Comparando com a situação vivida uma década antes, a produção nacional triplicou (entre 1999/2003 foram publicados 18.257 artigos), segundo os dados agora divulgados no site da DGEEC.

Este aumento fez com que Portugal se transformasse no segundo país europeu com a maior taxa de crescimento médio anual do número de publicações entre 2001 e 2014 nos 15 estados-membros da União Europeia (Alemanha, Áustria, Bélgica, Dinamarca, Espanha, Finlândia, França, Grécia, Holanda, Irlanda, Itália, Luxemburgo, Portugal, Reino Unido e Suécia).

Apenas o Luxemburgo, com uma taxa de crescimento médio anual de 16%, superou Portugal, que conseguiu um crescimento de 11% em doze anos.

Apesar deste crescimento, Portugal continua a meio da tabela quando se compara o número total de artigos publicados em 2013 por cada um dos 28 estados membros.

Os investigadores do Reino Unido e da Alemanha foram os que mais produziram em 2013 (ambos com quase 100 mil publicações), enquanto em Portugal foram feitas apenas 12.619 publicações.

No entanto, se se comparar os artigos publicados em 2013 com a população do país, a Alemanha surge ao lado de Portugal: Portugal fez 1.203 publicações por cada milhão de habitantes e fica em 11.º lugar, logo a seguir à Alemanha com 1.221 artigos.

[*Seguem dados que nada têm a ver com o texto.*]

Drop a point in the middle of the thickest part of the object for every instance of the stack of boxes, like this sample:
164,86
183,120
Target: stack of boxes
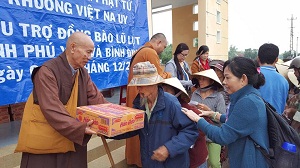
12,112
111,119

Também nesta análise, Portugal registou uma evolução ao longo deste século: em 2001 foram publicados menos de 400 artigos por cada milhão de habitantes e, doze anos depois, já passavam os 1.200.

A Dinamarca com 2.668 publicações, a Suécia, a Holanda e a Finlândia (com pouco mais de dois mil) ocupam os primeiros lugares desta tabela, que termina com a Roménia, Bulgária e Letónia, onde foram publicados pouco mais de trezentos artigos em 2013.

Desde 1990 até 2013, os quatro países que mais colaboraram com Portugal na produção científica foram a Espanha, com quase 15 mil publicações, o Reino Unido (14.825), os Estados Unidos da América (14.782) e a França (11.432).

Com menos de dez mil publicações, surgem a Alemanha, Itália, Brasil, Holanda, Suíça e a Bélgica.